Some Logical Conclusions

Published by at 10:02 am under Astrophysics,General Relativity

Questions that may be answered by this theory include why the particles in the solar wind are not pulled back toward the Sun by its gravity within the first few thousand miles, but rather travel on through the solar system, and why the Van Allen belts do not warp, keeping their shape in the magnetic bottles formed by the Earth’s magnetic field lines.
Other things that can be explained better are neutron stars, and maybe even black holes.  By rough calculation an electron in an atomic orbital can give off only 61 gravitons before it collapses into the nucleus of the atom if no gravitons are absorbed by the electron in that time.  In areas where the gravitational field is not strong enough, hydrogen atoms in stars will indeed gradually collapse in sequence, and if the resulting neutrons have their magnetic dipole moments aligned in a lattice such as to stabilize the resulting energy, and not decay in just over 15 minutes, a neutron star may result.
Unfortunately, there are also established outcomes of theoretical physics that may no longer be needed, those presumably being the concepts of the quark, the positron, general relativity, dark energy, and string theory.

4 responses so far

4 Responses to “Some Logical Conclusions”

  1. Carlon 25 Oct 2007 at 11:21 am

    Quarks, positrons, general relativity, dark energy, and string theories in the garbage.

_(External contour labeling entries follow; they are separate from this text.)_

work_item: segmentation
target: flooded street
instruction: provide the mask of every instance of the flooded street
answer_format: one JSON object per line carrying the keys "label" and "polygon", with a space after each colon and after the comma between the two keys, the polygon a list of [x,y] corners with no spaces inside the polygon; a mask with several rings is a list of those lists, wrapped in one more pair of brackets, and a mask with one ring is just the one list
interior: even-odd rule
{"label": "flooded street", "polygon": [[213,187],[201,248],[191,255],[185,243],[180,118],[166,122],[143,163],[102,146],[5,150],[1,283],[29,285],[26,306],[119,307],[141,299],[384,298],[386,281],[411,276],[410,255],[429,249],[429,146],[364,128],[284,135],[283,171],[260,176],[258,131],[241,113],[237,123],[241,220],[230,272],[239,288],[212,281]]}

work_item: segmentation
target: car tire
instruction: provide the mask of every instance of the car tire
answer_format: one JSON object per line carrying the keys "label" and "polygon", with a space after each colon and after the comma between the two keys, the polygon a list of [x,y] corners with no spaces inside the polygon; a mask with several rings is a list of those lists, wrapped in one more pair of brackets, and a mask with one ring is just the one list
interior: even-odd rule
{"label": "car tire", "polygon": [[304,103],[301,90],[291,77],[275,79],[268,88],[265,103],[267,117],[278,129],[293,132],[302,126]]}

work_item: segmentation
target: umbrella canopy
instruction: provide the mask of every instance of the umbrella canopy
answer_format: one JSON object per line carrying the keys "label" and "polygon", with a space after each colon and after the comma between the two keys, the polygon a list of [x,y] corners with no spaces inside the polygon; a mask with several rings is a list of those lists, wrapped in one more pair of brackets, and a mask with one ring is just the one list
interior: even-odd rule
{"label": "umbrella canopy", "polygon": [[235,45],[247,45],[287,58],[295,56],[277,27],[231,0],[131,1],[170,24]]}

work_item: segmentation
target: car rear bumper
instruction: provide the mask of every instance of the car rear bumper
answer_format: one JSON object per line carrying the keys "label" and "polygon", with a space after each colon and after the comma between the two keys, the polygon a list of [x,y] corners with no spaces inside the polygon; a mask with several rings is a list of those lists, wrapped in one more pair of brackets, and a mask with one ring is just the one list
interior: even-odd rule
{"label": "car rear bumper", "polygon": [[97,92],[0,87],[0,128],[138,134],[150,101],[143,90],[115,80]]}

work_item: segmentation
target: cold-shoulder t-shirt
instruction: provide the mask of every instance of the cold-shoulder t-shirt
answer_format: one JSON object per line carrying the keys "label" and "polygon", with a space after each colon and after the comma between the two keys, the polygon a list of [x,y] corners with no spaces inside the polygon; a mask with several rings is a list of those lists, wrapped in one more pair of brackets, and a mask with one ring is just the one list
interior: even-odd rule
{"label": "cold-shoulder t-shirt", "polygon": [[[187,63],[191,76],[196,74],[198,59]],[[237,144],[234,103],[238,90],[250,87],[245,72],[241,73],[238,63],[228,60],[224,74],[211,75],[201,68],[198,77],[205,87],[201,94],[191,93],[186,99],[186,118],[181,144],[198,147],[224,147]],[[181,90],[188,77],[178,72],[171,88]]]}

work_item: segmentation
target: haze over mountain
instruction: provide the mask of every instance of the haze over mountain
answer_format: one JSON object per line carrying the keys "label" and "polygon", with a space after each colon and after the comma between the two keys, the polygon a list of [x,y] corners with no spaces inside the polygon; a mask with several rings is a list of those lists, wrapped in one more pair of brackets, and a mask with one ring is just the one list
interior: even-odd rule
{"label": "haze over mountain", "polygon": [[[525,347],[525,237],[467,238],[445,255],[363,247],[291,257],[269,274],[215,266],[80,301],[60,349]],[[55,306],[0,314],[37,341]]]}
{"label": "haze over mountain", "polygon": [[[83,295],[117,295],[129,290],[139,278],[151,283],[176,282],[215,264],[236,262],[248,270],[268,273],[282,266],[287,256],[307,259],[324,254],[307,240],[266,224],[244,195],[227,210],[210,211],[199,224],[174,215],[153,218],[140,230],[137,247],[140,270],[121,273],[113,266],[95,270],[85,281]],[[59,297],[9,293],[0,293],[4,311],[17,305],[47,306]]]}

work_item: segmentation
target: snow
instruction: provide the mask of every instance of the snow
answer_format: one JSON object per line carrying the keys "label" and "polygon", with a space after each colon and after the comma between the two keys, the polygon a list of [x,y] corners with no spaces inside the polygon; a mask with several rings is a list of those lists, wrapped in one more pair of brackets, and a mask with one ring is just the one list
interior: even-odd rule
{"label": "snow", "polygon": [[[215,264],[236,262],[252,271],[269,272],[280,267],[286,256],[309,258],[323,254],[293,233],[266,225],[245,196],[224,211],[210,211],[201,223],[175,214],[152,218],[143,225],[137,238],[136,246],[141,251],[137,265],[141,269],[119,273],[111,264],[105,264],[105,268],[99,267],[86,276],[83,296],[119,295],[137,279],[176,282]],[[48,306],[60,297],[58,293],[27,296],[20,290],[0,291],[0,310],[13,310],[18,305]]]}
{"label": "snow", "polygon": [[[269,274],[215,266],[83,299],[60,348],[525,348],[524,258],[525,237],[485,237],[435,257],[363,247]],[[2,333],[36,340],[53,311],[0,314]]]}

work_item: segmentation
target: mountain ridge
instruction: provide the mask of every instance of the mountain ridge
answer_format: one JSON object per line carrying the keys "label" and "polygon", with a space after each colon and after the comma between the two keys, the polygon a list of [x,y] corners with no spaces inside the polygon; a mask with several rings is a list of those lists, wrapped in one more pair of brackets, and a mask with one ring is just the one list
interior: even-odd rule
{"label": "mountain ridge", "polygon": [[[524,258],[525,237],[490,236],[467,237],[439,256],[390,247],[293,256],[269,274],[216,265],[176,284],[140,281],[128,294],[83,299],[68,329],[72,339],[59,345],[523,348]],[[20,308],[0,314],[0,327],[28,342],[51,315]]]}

It’s like the discovery of double helix DNA structure – so relatively simple, yet practical, inciting thoughts of ‘why didn’t we think of that’, and providing simple answers to questions once imagined complex.

  2. Kevinon 07 Nov 2007 at 6:37 pm

    The reason ‘dark energy’ is not needed is that some gravitons will escape at the speed of light into deep space without encountering any atoms, or more precisely without encountering any oncoming electrons that are in atomic orbitals. The galaxy is likely losing gravitational energy, and thus slowly losing gravitational pull.

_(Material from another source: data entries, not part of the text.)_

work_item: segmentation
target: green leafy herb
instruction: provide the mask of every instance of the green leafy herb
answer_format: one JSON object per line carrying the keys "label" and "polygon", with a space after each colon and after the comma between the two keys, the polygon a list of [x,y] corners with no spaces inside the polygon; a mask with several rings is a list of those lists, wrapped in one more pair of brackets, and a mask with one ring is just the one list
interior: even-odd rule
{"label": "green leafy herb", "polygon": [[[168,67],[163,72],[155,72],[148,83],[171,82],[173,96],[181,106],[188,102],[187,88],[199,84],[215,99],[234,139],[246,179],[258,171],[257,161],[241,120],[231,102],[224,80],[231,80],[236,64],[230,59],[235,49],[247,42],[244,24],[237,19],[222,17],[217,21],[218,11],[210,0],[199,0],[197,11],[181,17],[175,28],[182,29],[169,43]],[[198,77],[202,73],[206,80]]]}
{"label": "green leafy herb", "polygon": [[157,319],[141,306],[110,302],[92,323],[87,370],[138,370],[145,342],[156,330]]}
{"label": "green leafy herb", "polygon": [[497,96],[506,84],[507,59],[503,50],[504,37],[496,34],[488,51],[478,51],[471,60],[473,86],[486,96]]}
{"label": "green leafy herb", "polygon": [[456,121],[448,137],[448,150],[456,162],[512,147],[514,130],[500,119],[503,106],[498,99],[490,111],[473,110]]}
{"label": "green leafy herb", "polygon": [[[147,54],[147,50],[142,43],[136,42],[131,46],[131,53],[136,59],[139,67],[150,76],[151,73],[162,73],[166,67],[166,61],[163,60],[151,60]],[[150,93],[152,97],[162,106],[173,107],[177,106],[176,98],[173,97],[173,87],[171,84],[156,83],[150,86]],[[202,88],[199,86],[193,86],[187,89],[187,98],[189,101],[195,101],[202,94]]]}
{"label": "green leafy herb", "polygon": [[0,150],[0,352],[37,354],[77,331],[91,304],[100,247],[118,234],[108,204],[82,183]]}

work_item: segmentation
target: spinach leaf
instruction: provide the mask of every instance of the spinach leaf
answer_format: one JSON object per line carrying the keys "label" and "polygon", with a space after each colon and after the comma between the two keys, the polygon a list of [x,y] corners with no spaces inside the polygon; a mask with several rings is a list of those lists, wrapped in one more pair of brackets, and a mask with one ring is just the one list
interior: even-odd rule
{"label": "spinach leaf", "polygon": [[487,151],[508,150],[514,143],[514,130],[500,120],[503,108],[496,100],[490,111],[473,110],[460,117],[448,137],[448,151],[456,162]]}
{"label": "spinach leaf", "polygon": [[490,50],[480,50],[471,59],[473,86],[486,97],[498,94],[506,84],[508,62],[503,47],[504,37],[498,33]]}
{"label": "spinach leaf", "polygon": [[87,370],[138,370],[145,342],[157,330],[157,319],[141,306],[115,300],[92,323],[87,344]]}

  3. jeff fordice ddson 08 Dec 2007 at 8:00 pm

    Can you give some added detail on how your theory will change the quark, the positron,general relativity,dark energy,and string theory?

  4. Kevinon 08 Dec 2007 at 9:33 pm

    It may be that Friedman, Kendall, Taylor, and their teams, caught a few stray gravitons in the late ’60s and early ’70s, and did not know it.  The Nobel Prize for their work was given in 1990.
    The positron, I believe, was needed to provide the same kind of momentum balance that the graviton provides.  That is why we should re-work the equations with the graviton instead.
    With the discovery of the cause of gravity, general relativity, – otherwise known as warped space-time, is not needed.  No long wavelength gravity waves have been found anyway.
    The main focus of string theory is to unite gravity with the other forces of nature, so unless the math can be used for other purposes we don’t need to keep going down that road.
    An explanation as to why dark energy is not needed is explained in my 07 Nov entry.